Steve had kinda-sorta gathered the impression that she worked at the university, maybe as some sort of linguist? She spoke French to Cath, and surprised another regular, Eddie Hu, by being fluent in Chinese. Librarian kind of fits too, though. He imagined her, frizzy-haired, surrounded by teetering stacks of books, muttering into a stained mug of staff lounge coffee as she schemed her burglary. He grinned and shook his head. No way. He ordered another pitcher.

The beer beat Carolyn back to the table by a good couple of minutes. Steve poured himself another glass. As he drank, he decided to change his diagnosis from schizophrenic to “doesn’t give a fuck about clothes.” A lot of people claimed not to give a fuck about clothes, but those who actually didn’t were rare. Not entirely unheard-of, though.

A guy Steve had gone to high school with, Bob-something, spent two years on a South Pacific island as part of some weirdly successful drug-running scheme. When he got back he was rich as hell—two Ferraris, for chrissakes—but he would wear any old thing. Bob, he remembered, had once—

“I’m back,” she said. “Sorry.” She had a pretty smile.

“Hope you’re up for another round,” he said, nodding at the pitcher.

“Sure.”

He poured for her. “If you don’t mind me saying so, this is weird.”

“How do you mean?”

“The librarians I know are into, like, I dunno, tea and cozy mysteries, not breaking and entering.”

“Yeah, well. This is a different kind of library.”

“I’m afraid I’m going to need a bit more in the way of explanation.” As soon as the question was out of his mouth he regretted it. You’re not actually considering this, are you? He took a quick spiritual inventory. No. I’m not. He was curious though.

“I’ve got a problem,” Carolyn said. “My sister said you might have the sort of experience required to solve it.”

“Like, what sort of experience are we talking about?”

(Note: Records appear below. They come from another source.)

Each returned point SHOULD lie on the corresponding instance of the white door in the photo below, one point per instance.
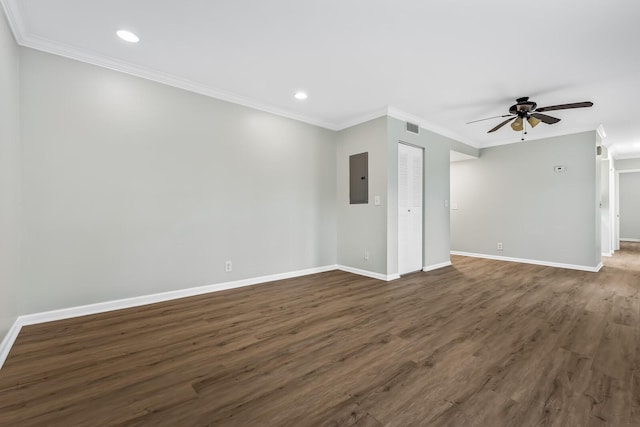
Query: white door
(410, 163)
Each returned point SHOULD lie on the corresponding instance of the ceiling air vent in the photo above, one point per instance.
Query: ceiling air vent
(413, 128)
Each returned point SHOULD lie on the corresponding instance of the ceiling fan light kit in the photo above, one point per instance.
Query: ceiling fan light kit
(525, 111)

“Residential locks—nothing special—and a Lorex alarm.”

“That’s it?” His mind went out to the toolbox in the back of his truck. He had his plumbing tools, sure—torch, solder, pipe cutter, wrench—but there were other things as well. Wire cutters, crowbar, a multimeter, a small metal ruler that he could use to—No. He clamped down on the thought, but it was too late. Something inside him had come awake and was beginning to stir.

“That’s it,” she said. “Easy-peasy.”

“Who’s your sister?”

“Her name’s Rachel. You wouldn’t know her.”

He thought about it. “You’re right. I don’t recall meeting anyone by that name.” She certainly wasn’t part of the small—very small—circle of people who knew about his former career. “So, how does this Rachel person know so much about me?”

“I’m honestly not clear on it myself. But she’s very good at finding things out.”

“And what, exactly, did she find out about me?”

Carolyn lit another cigarette and blew twin columns of smoke out of her nostrils. “She said you’ve got a knack for mechanical things and an outlaw streak. And that you’ve committed over a hundred burglaries. A hundred and twelve, I think she said.”

That was true, if almost ten years out of date. Suddenly his stomach was in knots. The things he had done and, worse, the things he hadn’t done back then were always circling, never far from his thoughts. At her words they landed, tore into him. “I’d like you to go now,” he said quietly. “Please.”